Alors que la journée se déroulait sans anicroche, cette fille devenait par miracle un nouveau monde, une bouée de sauvetage où l’on se sentirait auprès d’elle aussi unique que normal. C’est ce à quoi j’accrochais : à la normalité, à ces petits moments de flottements dans une baignoire ou sur la piste de danse. La simple banalité de pouvoir respirer le même air que tous les autres. Etre vu et invisible à la fois. Etait-ce trop demandé ?


Les amis, les soirées, le boulot, le salaire, la fille.

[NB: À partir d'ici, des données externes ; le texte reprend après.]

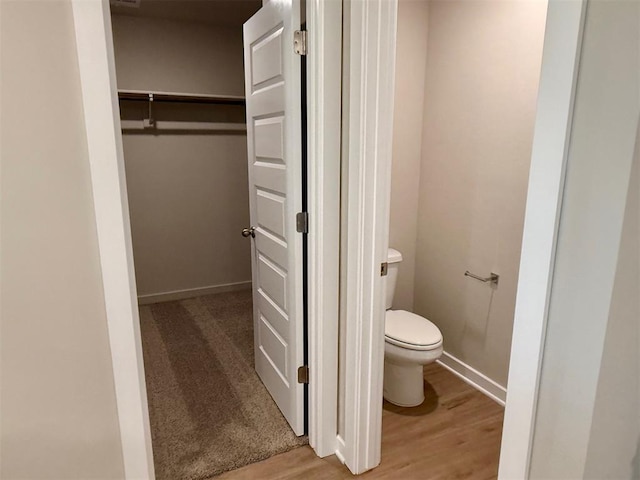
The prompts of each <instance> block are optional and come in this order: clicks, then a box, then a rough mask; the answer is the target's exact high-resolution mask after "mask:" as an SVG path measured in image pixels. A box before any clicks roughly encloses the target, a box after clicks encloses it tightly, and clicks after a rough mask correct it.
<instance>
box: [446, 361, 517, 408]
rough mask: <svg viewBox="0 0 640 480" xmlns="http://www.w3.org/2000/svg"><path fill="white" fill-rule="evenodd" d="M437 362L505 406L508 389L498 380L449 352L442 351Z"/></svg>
mask: <svg viewBox="0 0 640 480" xmlns="http://www.w3.org/2000/svg"><path fill="white" fill-rule="evenodd" d="M437 363H438V364H440V365H442V366H443V367H444V368H446V369H447V370H449V371H450V372H451V373H453V374H454V375H456V376H458V377H459V378H461V379H462V380H464V381H465V382H466V383H468V384H469V385H471V386H472V387H473V388H475V389H476V390H478V391H480V392H482V393H484V394H485V395H486V396H487V397H489V398H490V399H491V400H493V401H495V402H496V403H498V404H500V405H502V406H503V407H504V405H505V401H506V398H507V389H506V388H504V387H503V386H502V385H500V384H499V383H498V382H496V381H494V380H492V379H490V378H489V377H487V376H486V375H485V374H484V373H481V372H479V371H478V370H476V369H475V368H473V367H470V366H469V365H467V364H466V363H464V362H463V361H462V360H459V359H458V358H456V357H454V356H453V355H451V354H450V353H447V352H443V353H442V356H441V357H440V358H439V359H438V360H437Z"/></svg>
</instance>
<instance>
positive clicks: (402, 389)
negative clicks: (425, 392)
mask: <svg viewBox="0 0 640 480" xmlns="http://www.w3.org/2000/svg"><path fill="white" fill-rule="evenodd" d="M383 395H384V398H385V400H387V401H388V402H391V403H393V404H394V405H398V406H399V407H417V406H418V405H420V404H421V403H422V402H424V377H423V369H422V365H416V364H399V363H394V362H390V361H389V360H388V359H385V362H384V384H383Z"/></svg>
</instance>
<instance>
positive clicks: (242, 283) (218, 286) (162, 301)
mask: <svg viewBox="0 0 640 480" xmlns="http://www.w3.org/2000/svg"><path fill="white" fill-rule="evenodd" d="M249 289H251V281H247V282H236V283H226V284H224V285H211V286H209V287H197V288H187V289H185V290H174V291H172V292H163V293H151V294H148V295H139V296H138V305H149V304H150V303H160V302H171V301H173V300H184V299H185V298H193V297H200V296H202V295H213V294H216V293H226V292H235V291H238V290H249Z"/></svg>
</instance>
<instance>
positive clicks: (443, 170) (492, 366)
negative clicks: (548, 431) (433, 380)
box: [390, 0, 546, 385]
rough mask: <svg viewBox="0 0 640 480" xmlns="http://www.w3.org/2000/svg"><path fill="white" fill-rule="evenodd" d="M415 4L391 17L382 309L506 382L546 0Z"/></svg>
mask: <svg viewBox="0 0 640 480" xmlns="http://www.w3.org/2000/svg"><path fill="white" fill-rule="evenodd" d="M411 9H412V10H415V12H410V10H411ZM426 9H427V2H415V3H414V2H401V6H400V16H399V24H398V31H399V40H403V39H409V38H414V39H415V43H414V44H409V45H405V46H404V47H401V46H400V43H399V44H398V50H397V55H398V66H399V70H398V74H397V79H396V82H397V89H396V110H395V124H396V126H395V130H394V159H393V183H392V210H391V229H392V231H391V233H390V240H391V241H390V243H391V245H392V246H395V247H396V248H398V249H399V250H401V251H402V253H403V254H405V258H406V259H405V262H403V264H402V265H401V269H400V280H399V286H398V290H397V293H396V295H397V298H398V302H396V303H394V308H409V309H410V308H411V306H412V303H413V310H414V311H415V312H416V313H418V314H420V315H423V316H425V317H427V318H429V319H430V320H431V321H433V322H434V323H435V324H436V325H437V326H438V327H439V328H440V329H441V330H442V333H443V336H444V347H445V350H446V351H447V352H448V353H450V354H452V355H454V356H455V357H457V358H458V359H459V360H461V361H463V362H465V363H467V364H468V365H470V366H471V367H473V368H475V369H476V370H479V371H480V372H482V373H484V374H485V375H487V376H488V377H490V378H491V379H493V380H495V381H496V382H498V383H500V384H502V385H506V381H507V372H508V365H509V353H510V348H511V333H512V327H513V312H514V308H515V295H516V283H517V276H518V266H519V261H520V248H521V239H522V227H523V222H524V207H525V198H526V192H527V181H528V172H529V162H530V155H531V145H532V140H533V125H534V119H535V108H536V99H537V89H538V79H539V75H540V64H541V58H542V43H543V34H544V25H545V14H546V2H542V1H519V2H495V1H490V0H487V1H484V0H483V1H465V0H447V1H429V2H428V14H427V12H426ZM403 12H404V14H403ZM427 17H428V21H427V20H426V18H427ZM425 32H427V38H426V39H425V38H424V35H425ZM407 43H408V42H407ZM425 44H426V48H425ZM425 55H426V73H423V72H425V68H424V61H425ZM416 87H422V88H423V89H424V90H423V92H424V93H422V92H420V91H419V88H418V89H417V88H416ZM423 99H424V103H423V102H422V100H423ZM416 105H418V106H420V108H421V109H422V118H421V115H420V112H417V111H416ZM416 142H420V143H419V145H416ZM418 152H419V153H418ZM418 155H419V157H420V158H419V159H418V160H417V159H416V157H418ZM394 229H396V230H397V231H394ZM413 235H415V237H414V240H413V242H412V240H411V237H412V236H413ZM414 249H415V265H413V255H414V253H413V252H414ZM414 268H415V273H414V272H413V270H414ZM465 270H470V271H472V272H475V273H477V274H480V275H483V276H484V275H488V274H489V273H490V272H492V271H494V272H497V273H499V274H500V285H499V287H498V289H496V290H492V289H491V288H490V287H488V286H487V285H485V284H482V283H479V282H477V281H475V280H471V279H469V278H466V277H464V272H465Z"/></svg>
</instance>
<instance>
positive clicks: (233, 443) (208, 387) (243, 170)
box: [111, 0, 306, 479]
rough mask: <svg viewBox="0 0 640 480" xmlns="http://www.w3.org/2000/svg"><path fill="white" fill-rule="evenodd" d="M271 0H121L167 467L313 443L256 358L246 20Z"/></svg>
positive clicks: (216, 466)
mask: <svg viewBox="0 0 640 480" xmlns="http://www.w3.org/2000/svg"><path fill="white" fill-rule="evenodd" d="M131 5H133V6H131ZM261 5H262V2H261V1H260V0H258V1H240V2H236V1H217V0H211V1H171V0H168V1H167V0H162V1H160V0H141V1H138V2H135V1H134V2H124V1H114V0H112V2H111V13H112V15H111V17H112V32H113V41H114V52H115V61H116V76H117V85H118V98H119V105H120V116H121V127H122V133H123V151H124V159H125V171H126V185H127V196H128V203H129V214H130V222H131V234H132V240H133V254H134V263H135V273H136V285H137V291H138V302H139V305H140V328H141V335H142V343H143V352H144V362H145V376H146V385H147V395H148V404H149V416H150V421H151V431H152V439H153V451H154V463H155V470H156V478H159V479H161V478H167V479H168V478H171V479H187V478H209V477H211V476H214V475H216V474H219V473H221V472H224V471H228V470H232V469H235V468H239V467H241V466H243V465H245V464H248V463H252V462H255V461H258V460H262V459H264V458H268V457H270V456H272V455H275V454H277V453H280V452H282V451H286V450H290V449H291V448H294V447H297V446H300V445H303V444H305V443H306V438H304V437H300V438H299V437H296V436H295V434H294V433H293V431H292V430H291V429H290V428H289V426H288V424H287V422H286V421H285V419H284V417H283V416H282V414H281V413H280V411H279V410H278V407H277V406H276V404H275V403H274V402H273V400H272V398H271V397H270V396H269V393H268V392H267V390H266V389H265V387H264V385H263V384H262V383H261V381H260V379H259V378H258V376H257V375H256V373H255V370H254V358H253V357H254V352H253V349H254V346H253V342H254V335H253V319H252V316H253V308H252V296H251V278H252V276H251V248H252V244H251V239H248V238H244V237H243V236H242V235H241V232H242V229H243V228H245V227H247V226H249V191H248V174H247V171H248V166H247V135H246V130H247V129H246V123H245V96H244V65H243V44H242V41H243V40H242V24H243V23H244V22H245V21H246V20H247V19H248V18H250V17H251V16H252V15H253V14H254V13H255V12H256V11H257V10H258V9H259V8H260V7H261Z"/></svg>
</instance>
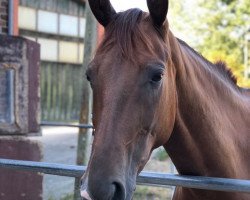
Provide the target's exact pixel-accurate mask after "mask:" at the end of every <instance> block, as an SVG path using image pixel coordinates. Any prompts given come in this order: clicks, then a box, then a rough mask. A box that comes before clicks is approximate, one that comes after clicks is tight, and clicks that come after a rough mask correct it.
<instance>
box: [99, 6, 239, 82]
mask: <svg viewBox="0 0 250 200" xmlns="http://www.w3.org/2000/svg"><path fill="white" fill-rule="evenodd" d="M143 17H144V18H146V17H147V15H146V14H145V13H144V12H143V11H142V10H140V9H136V8H133V9H129V10H127V11H124V12H119V13H118V14H117V15H116V17H114V19H113V20H112V22H111V23H110V24H109V25H108V27H107V28H106V29H105V35H104V39H103V41H102V43H101V45H100V47H102V48H99V50H98V51H99V52H100V53H105V52H106V51H108V50H109V49H110V48H111V47H113V45H114V44H116V45H118V48H119V49H120V50H121V56H122V57H124V58H125V59H128V60H130V61H132V62H135V61H136V60H137V58H136V56H135V52H134V50H135V49H136V48H137V44H143V45H144V46H143V47H144V48H147V50H149V51H150V52H153V45H152V40H151V39H150V36H149V35H148V34H147V33H145V32H144V31H143V30H142V29H141V28H140V26H139V22H140V21H141V20H142V19H143ZM156 31H157V30H156ZM177 40H178V41H179V43H180V44H181V45H183V46H185V47H186V48H188V49H189V50H190V51H191V52H193V53H194V54H195V55H196V56H198V57H199V58H201V59H202V60H203V61H204V62H205V63H206V64H207V65H209V66H212V67H214V69H216V70H217V71H218V72H219V73H220V74H222V75H223V76H224V77H225V78H226V79H227V80H229V82H231V83H233V84H235V85H236V83H237V79H236V77H235V76H234V75H233V73H232V71H231V70H230V69H229V68H228V67H227V65H226V64H225V63H224V62H222V61H219V62H217V63H215V64H213V63H211V62H210V61H208V60H207V59H206V58H204V57H203V56H202V55H201V54H199V53H198V52H197V51H195V50H194V49H193V48H191V47H190V46H189V45H188V44H187V43H185V42H184V41H182V40H181V39H179V38H177Z"/></svg>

Une vie, humble, proche de la monotonie mais qui me débarrassait des fantômes du passé. Une nouvelle vie, des nouvelles chaussures, un nouveau nom : quel bonheur. Ce sentiment d’être de nouveau un adolescent comme un autre, un enfant du pays. Sauf qu’il y a des choses qu’on oublie pas. Que les gens n’oublient pas, surtout dans les petites bourgades ouvrières où il ne se passe quasiment jamais rien. Cette mémoire collective qui pense vous connaitre mieux que vous ne vous connaissez : cette justice morale plus dure et sentencieuse que la justice juridique. Cette pulsion humaine qui mène à la méfiance, à cette vilaine manie de vouloir ériger des martyrs et des bourreaux, à cette terrible volonté de vous dévisager sans vouloir approfondir votre portrait.

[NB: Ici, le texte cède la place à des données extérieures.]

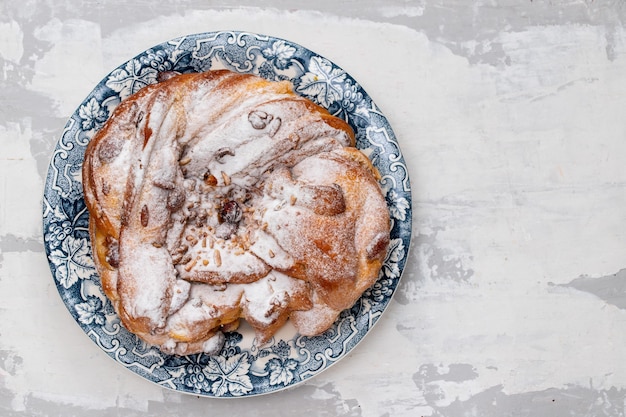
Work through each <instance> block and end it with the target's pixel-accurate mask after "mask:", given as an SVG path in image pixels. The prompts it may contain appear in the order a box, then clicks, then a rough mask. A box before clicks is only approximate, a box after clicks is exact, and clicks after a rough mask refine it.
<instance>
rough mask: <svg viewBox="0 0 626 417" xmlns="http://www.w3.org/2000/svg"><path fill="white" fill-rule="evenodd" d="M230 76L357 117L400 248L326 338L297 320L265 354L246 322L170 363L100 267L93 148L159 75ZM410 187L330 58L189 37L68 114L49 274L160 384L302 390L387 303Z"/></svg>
mask: <svg viewBox="0 0 626 417" xmlns="http://www.w3.org/2000/svg"><path fill="white" fill-rule="evenodd" d="M218 68H226V69H229V70H231V71H234V72H240V73H252V74H257V75H260V76H261V77H264V78H267V79H270V80H285V79H288V80H291V81H292V82H293V84H294V87H295V91H296V92H297V93H298V94H300V95H302V96H304V97H307V98H309V99H311V100H313V101H314V102H316V103H318V104H320V105H321V106H323V107H325V108H327V109H328V110H329V111H330V112H331V113H332V114H334V115H336V116H338V117H341V118H343V119H345V120H346V121H348V123H350V125H351V126H352V127H353V129H354V131H355V132H356V137H357V147H358V148H359V149H361V150H362V151H363V152H364V153H365V154H366V155H368V157H369V158H370V159H371V160H372V162H373V164H374V165H375V166H376V167H377V168H378V170H379V171H380V173H381V175H382V179H381V185H382V188H383V191H384V194H385V198H386V201H387V204H388V206H389V211H390V213H391V218H392V226H393V227H392V231H391V246H390V248H389V253H388V254H387V258H386V260H385V263H384V266H383V268H382V271H381V273H380V277H379V279H378V281H377V282H376V284H375V285H374V286H373V287H372V288H371V289H369V290H368V291H366V292H365V294H363V296H362V297H361V298H360V300H359V301H358V302H357V303H356V304H355V305H354V306H353V307H352V308H351V309H349V310H346V311H344V312H343V313H342V314H341V316H340V318H339V319H338V320H337V322H336V323H335V325H334V326H333V327H332V328H331V329H330V330H328V331H327V332H326V333H324V334H323V335H321V336H316V337H305V336H300V335H299V334H297V332H296V331H295V329H294V328H293V327H292V326H290V325H289V324H288V325H286V326H285V327H284V328H283V329H282V330H281V331H280V332H279V333H278V334H277V335H276V336H275V337H274V338H273V339H272V340H271V341H270V342H269V343H267V344H265V345H263V346H258V345H257V344H256V343H255V339H254V333H253V331H252V330H251V329H250V328H249V327H246V326H245V325H244V326H242V328H241V329H240V330H239V331H237V332H232V333H228V334H227V336H226V344H225V346H224V348H223V350H222V351H221V353H220V355H219V356H208V355H205V354H198V355H189V356H176V355H166V354H164V353H162V352H161V351H159V350H158V349H156V348H154V347H152V346H148V345H146V344H145V343H144V342H142V341H141V340H140V339H138V338H137V337H136V336H135V335H133V334H131V333H129V332H128V331H126V329H124V328H123V327H122V326H121V325H120V320H119V318H118V317H117V315H116V314H115V312H114V310H113V307H112V305H111V303H110V302H109V301H108V299H107V298H106V297H105V295H104V293H103V292H102V288H101V285H100V279H99V277H98V274H97V272H96V269H95V267H94V262H93V259H92V252H91V245H90V240H89V234H88V219H89V213H88V211H87V209H86V208H85V203H84V200H83V188H82V183H81V182H82V180H81V165H82V162H83V156H84V152H85V147H86V146H87V143H88V142H89V140H90V139H91V138H92V137H93V135H94V133H95V132H96V131H97V130H98V129H100V128H101V127H102V125H103V124H104V123H105V121H106V120H107V119H108V117H109V116H110V115H111V113H112V112H113V109H114V108H115V107H116V106H117V105H118V104H119V103H120V101H121V100H123V99H124V98H126V97H128V96H129V95H131V94H133V93H136V92H137V91H139V90H140V89H141V88H142V87H144V86H146V85H148V84H153V83H156V82H157V74H158V73H159V72H161V71H178V72H198V71H207V70H211V69H218ZM410 193H411V188H410V184H409V175H408V171H407V167H406V165H405V162H404V159H403V157H402V153H401V151H400V147H399V145H398V142H397V141H396V137H395V135H394V133H393V131H392V130H391V126H389V123H388V121H387V119H386V118H385V116H384V115H383V114H382V113H381V111H380V110H379V109H378V107H377V106H376V104H374V102H373V101H372V99H371V98H370V97H369V96H368V95H367V93H366V92H365V91H364V90H363V88H362V87H361V86H360V85H359V84H358V83H357V82H356V81H355V80H354V79H353V78H352V77H351V76H350V75H349V74H347V73H346V72H345V71H344V70H342V69H341V68H339V67H338V66H337V65H335V64H333V63H332V62H330V61H329V60H328V59H326V58H324V57H322V56H319V55H317V54H315V53H314V52H311V51H310V50H308V49H306V48H304V47H302V46H300V45H297V44H295V43H293V42H289V41H286V40H283V39H277V38H273V37H270V36H262V35H258V34H253V33H245V32H211V33H201V34H195V35H189V36H184V37H181V38H178V39H174V40H171V41H169V42H165V43H162V44H160V45H157V46H155V47H153V48H150V49H148V50H147V51H145V52H143V53H141V54H139V55H137V56H136V57H134V58H132V59H131V60H129V61H128V62H125V63H124V64H122V65H121V66H119V67H118V68H116V69H115V70H113V71H112V72H111V73H110V74H109V75H107V76H106V77H105V78H104V79H103V80H102V81H101V82H100V83H99V84H98V85H97V86H96V87H95V89H94V90H93V91H92V92H91V94H89V95H88V96H87V98H86V99H85V100H84V101H83V103H82V104H81V105H80V106H79V107H78V109H77V110H76V112H74V114H73V115H72V116H71V117H70V119H69V121H68V122H67V125H66V126H65V129H64V131H63V135H62V136H61V138H60V140H59V142H58V143H57V145H56V148H55V150H54V154H53V155H52V159H51V162H50V167H49V169H48V175H47V178H46V182H45V190H44V196H43V234H44V242H45V247H46V253H47V256H48V261H49V264H50V269H51V272H52V276H53V277H54V282H55V284H56V286H57V289H58V291H59V294H60V295H61V298H62V299H63V302H64V303H65V305H66V306H67V308H68V310H69V312H70V314H71V315H72V317H73V319H74V320H75V321H76V323H78V325H79V326H80V327H81V328H82V329H83V330H84V332H85V333H86V334H87V335H88V336H89V338H91V340H92V341H93V342H94V343H96V344H97V345H98V346H99V347H100V348H101V349H102V350H103V351H104V352H106V353H107V354H108V355H109V356H110V357H111V358H113V359H114V360H115V361H117V362H118V363H120V364H122V365H123V366H125V367H126V368H128V369H129V370H131V371H133V372H135V373H137V374H138V375H141V376H142V377H144V378H145V379H147V380H149V381H152V382H154V383H156V384H159V385H161V386H163V387H166V388H170V389H174V390H177V391H181V392H186V393H192V394H195V395H202V396H207V397H242V396H253V395H258V394H265V393H270V392H274V391H278V390H281V389H284V388H287V387H291V386H294V385H296V384H298V383H300V382H303V381H305V380H307V379H308V378H311V377H313V376H315V375H317V374H319V373H320V372H322V371H323V370H325V369H326V368H328V367H329V366H331V365H333V364H334V363H336V362H337V361H339V360H340V359H341V358H343V357H344V356H346V355H347V354H348V352H350V350H352V349H353V348H354V347H355V346H356V345H357V344H358V343H359V341H360V340H361V339H363V337H364V336H365V335H366V334H367V333H368V332H369V331H370V330H371V329H372V326H373V325H374V324H375V323H376V322H377V321H378V319H379V318H380V316H381V314H382V313H383V311H384V310H385V308H386V307H387V305H388V304H389V302H390V300H391V297H392V296H393V293H394V291H395V290H396V288H397V286H398V282H399V280H400V275H401V273H402V270H403V268H404V265H405V262H406V257H407V252H408V248H409V242H410V237H411V194H410Z"/></svg>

C’est cette justice qui vous déforme un homme, qui finit de dépecer votre cadavre encore vivant, et qui oublie la génèse de ladite expression : « la deuxième chance ». Sauf que je suis tombé un homme particulier : Terry. Il fut important mais lui non plus, ne put rien faire. La croyance qu’il avait en moi habitait son regard tel un père qui observe avec inquiétude les péripéties maladroites de son fils. Tous ses efforts furent vains : tous ses appels, tous ses discours sur le fait de m’enlever le poids qui trainait sur mes épaules, cette chaleur qui émanait de ses mots sur la parcelle de bonté qui m’animait. Merci d’avoir essayé. Je n’étais pas juste un numéro ni un trophée dans sa carrière : on parlait, bavardait d’égal à égal. Il était l’une des seules qui me laissait croire, espérer. Mais je n’ai aucun regret, j’ai goûté aussi au bonheur, à une tendre tranquillité.

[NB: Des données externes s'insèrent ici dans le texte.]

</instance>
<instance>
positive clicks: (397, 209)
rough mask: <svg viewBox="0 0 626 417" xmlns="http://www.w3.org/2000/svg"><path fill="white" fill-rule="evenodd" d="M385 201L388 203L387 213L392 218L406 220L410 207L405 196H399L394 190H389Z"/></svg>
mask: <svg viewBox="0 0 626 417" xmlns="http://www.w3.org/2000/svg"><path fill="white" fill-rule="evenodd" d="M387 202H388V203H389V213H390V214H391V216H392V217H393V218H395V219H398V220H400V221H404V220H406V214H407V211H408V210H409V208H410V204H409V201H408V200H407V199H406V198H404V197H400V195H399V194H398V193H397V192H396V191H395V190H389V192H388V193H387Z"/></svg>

Et puis patatras, l’accident. Il a fallu que je joue les héros, un noble chevalier au grand cœur au secours de la belle demoiselle. Pour quel résultat ? Ma perte. Une vie pour une vie. C’est ce que l’on dit dans ce cas présent non ? La mienne pour la sienne. Ai-je assez payé ? Avais-je le droit à cette forme de rédemption où n’était ce qu’une symbolique de plus où je me fourvoyais ? Croyez vous que je m’en lave les mains ? Non, ça me tord le bide, cette douleur infâme qui tapisse la plus petite parcelle de mon crâne. Dès que je ferme les yeux, je me souviens de ces terribles craquements.


En une seule seconde, j’ai perdu le reste d’innocence qu’il me restait, et qui fut immédiatement remplacée par une culpabilité naissante mêlée à une forme d’incompréhension devant l’acharnement d’une telle folie. Malgré mon jeune âge, je me remémore ces instants : moi, lui et elle. Surtout elle. Ses cris, ce son sourd qui ne quittera plus les bois. Pourquoi ? Putain de destinée. Je suis resté là hagard. Idiot. Faible. Je le mérite, mais je n’étais rien à l’époque. Je me cachais de toute manière. Etait-ce une vie, de devoir dissimuler un tel secret, un si lourd fardeau ? M'enfin...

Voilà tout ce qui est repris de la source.